Specifically, the city has to consider the ongoing operations and maintenance costs associated with pools.
“I think from the city’s perspective we’d like to see those conversations spurred by a grassroots group versus from the city, because they are very expensive ventures,” Harding said. “Our idea at the planning stage for the park was to look for low-cost alternatives the city could do either through local dollars or through grants that would give some immediate amenity to the community — perhaps not the end-goal, but something that would fill in the gap until we were able to either afford or grow into the end-goal.
“And that’s where we developed the spray park idea. We looked at a lot of other communities and a lot of other communities were transitioning from pools to spray parks, mainly because of the sustainability of them versus a pool. And so we thought that would be a great first step that could be low-cost to the community.”
Building a spray park would cost around $250,000, and the operating and maintenance costs per year would be around $30,000, Harding said. In contrast, building a pool would cost several million dollars, and the operating and maintenance costs could be hundreds of thousands of dollars per year, he said.
The Briggs branch of the YMCA in Olympia, for example, has an operations and maintenance cost of around $4.5 million per year, Harding said
“Well, that exceeds the city’s entire budget,” he said. “And so, those amenities are really intended for ... larger population centers. But if a community is willing to pay for those, obviously it’s always an option.

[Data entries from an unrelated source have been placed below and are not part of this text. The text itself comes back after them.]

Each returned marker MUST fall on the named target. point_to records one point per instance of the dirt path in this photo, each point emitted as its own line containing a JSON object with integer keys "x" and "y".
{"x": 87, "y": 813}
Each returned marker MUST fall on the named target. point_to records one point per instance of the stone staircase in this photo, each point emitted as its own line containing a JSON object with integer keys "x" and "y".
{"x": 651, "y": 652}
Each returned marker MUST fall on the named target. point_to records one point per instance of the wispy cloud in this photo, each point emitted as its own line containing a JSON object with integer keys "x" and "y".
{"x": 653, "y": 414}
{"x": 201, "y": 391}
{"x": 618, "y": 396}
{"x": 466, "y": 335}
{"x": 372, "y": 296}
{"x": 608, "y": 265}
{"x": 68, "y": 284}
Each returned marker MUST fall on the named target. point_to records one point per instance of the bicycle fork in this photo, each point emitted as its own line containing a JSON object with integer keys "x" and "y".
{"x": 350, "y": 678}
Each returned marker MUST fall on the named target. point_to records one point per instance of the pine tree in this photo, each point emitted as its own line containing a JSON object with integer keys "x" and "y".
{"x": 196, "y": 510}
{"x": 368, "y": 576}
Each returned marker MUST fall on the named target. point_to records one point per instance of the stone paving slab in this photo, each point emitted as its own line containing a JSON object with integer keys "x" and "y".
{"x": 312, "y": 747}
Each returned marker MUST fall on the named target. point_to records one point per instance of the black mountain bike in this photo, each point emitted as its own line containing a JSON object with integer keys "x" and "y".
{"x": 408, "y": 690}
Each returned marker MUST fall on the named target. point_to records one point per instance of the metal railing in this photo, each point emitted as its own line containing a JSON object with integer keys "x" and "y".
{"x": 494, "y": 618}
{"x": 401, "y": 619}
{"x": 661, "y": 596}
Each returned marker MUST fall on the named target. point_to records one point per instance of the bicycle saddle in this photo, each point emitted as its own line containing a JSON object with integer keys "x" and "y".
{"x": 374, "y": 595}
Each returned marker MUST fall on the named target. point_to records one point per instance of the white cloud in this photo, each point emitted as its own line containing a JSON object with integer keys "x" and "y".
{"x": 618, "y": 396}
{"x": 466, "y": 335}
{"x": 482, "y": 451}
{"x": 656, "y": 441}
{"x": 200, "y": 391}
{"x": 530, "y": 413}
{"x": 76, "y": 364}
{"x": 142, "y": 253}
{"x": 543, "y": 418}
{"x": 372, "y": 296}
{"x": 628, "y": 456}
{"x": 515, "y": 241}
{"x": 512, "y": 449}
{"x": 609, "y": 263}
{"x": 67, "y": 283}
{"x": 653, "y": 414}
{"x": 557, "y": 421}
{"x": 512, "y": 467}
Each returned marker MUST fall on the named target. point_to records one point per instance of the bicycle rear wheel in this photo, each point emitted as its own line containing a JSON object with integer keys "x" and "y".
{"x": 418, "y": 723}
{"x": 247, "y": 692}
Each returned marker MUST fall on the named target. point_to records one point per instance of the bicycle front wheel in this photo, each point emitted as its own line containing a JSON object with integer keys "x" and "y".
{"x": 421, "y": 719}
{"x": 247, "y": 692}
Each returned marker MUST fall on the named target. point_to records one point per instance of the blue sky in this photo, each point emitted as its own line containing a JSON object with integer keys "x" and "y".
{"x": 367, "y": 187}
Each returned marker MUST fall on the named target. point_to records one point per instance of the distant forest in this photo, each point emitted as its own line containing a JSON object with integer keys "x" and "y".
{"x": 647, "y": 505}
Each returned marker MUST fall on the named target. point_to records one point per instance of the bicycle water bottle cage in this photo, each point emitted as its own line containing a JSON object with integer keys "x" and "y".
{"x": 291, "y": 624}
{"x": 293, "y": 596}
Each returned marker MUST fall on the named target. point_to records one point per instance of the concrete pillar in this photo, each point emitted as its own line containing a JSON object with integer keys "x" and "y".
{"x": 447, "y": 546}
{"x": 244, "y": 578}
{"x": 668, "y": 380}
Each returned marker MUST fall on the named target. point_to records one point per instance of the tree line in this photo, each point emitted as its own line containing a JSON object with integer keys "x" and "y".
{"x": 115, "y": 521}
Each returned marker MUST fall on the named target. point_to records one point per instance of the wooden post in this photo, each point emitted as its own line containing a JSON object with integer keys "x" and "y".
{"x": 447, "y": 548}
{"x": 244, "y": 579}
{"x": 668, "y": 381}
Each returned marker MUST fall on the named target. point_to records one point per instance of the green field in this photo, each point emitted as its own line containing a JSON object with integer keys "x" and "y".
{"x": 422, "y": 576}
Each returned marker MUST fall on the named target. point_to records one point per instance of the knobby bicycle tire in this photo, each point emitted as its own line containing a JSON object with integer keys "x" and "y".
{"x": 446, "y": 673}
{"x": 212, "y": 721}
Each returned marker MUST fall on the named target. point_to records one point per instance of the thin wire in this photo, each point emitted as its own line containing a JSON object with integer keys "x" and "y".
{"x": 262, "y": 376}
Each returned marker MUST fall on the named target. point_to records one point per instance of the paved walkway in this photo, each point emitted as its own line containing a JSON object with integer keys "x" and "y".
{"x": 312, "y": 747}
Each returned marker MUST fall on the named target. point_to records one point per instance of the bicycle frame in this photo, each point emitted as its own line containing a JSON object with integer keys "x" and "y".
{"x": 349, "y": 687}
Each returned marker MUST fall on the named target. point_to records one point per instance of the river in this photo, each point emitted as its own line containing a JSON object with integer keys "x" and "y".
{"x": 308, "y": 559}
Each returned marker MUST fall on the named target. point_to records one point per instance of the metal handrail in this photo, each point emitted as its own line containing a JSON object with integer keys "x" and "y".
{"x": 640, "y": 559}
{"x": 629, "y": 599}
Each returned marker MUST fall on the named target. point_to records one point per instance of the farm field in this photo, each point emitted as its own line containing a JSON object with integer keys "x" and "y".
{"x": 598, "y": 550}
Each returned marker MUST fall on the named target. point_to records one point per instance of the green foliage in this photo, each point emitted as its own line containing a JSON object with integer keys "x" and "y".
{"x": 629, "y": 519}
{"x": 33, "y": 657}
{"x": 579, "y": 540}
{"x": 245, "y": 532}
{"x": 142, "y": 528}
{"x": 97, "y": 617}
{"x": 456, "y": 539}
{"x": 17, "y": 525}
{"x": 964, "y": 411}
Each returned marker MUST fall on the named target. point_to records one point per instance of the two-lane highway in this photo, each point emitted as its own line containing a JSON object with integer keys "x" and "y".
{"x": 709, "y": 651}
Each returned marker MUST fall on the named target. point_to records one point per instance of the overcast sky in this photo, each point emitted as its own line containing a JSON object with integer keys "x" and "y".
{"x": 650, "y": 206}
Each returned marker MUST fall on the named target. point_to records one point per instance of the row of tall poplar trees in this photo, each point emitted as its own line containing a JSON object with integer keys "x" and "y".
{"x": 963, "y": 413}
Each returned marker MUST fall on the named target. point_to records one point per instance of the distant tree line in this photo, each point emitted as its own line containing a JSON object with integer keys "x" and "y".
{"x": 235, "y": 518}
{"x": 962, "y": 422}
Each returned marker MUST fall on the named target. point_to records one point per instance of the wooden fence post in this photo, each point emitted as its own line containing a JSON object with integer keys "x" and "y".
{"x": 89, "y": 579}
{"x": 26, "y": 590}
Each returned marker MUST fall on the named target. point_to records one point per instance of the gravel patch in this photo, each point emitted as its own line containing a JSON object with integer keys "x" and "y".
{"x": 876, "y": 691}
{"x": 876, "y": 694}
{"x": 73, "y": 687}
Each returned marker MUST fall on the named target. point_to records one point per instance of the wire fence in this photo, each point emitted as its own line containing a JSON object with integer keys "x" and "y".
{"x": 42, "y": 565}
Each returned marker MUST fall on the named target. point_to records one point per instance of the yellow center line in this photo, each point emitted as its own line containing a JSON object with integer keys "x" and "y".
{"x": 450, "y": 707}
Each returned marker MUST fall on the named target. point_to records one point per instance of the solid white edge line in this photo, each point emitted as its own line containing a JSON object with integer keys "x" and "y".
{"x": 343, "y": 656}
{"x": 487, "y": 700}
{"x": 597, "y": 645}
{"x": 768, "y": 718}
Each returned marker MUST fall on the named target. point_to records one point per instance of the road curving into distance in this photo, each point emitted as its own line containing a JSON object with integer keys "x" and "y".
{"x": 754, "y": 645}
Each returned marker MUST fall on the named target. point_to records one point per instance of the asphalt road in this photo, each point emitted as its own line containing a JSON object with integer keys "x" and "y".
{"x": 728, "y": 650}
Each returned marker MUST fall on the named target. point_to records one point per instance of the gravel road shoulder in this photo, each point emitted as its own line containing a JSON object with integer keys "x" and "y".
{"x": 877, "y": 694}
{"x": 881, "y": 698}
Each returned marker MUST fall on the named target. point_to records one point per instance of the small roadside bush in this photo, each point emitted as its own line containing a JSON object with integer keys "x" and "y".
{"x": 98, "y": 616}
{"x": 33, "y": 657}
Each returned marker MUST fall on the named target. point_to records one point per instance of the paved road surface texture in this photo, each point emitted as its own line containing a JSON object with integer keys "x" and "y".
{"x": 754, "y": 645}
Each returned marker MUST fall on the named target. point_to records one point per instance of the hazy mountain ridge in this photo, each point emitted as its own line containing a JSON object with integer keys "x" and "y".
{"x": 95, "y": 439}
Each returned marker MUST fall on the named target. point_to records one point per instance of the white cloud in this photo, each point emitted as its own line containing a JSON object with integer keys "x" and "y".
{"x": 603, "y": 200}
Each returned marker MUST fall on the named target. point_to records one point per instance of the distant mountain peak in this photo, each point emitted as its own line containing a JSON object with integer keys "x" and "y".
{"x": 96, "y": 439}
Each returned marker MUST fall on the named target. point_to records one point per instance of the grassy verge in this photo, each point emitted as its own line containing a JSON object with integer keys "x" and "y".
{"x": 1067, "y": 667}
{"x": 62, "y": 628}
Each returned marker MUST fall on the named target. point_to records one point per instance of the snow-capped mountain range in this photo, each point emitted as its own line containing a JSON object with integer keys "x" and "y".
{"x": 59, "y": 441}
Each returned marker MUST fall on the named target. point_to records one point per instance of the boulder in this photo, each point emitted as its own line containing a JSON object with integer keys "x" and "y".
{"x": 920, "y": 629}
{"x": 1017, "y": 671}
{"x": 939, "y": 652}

I think our direction was really trying to look for something that we could do immediately that would be sustainable, that would carry us through a point in time, and then we could actually bring something like that (a pool) forward.”
Finalizing Rates, Rules
People will be able to rent out the community center, and the city is finalizing rental rates and rules for people using the facility.
Harding said the rates and rules are still in their draft form, and will be discussed by the city council at its study session later this month.
The draft rates and rules are modeled after those of the Lacey Community Center, Harding said.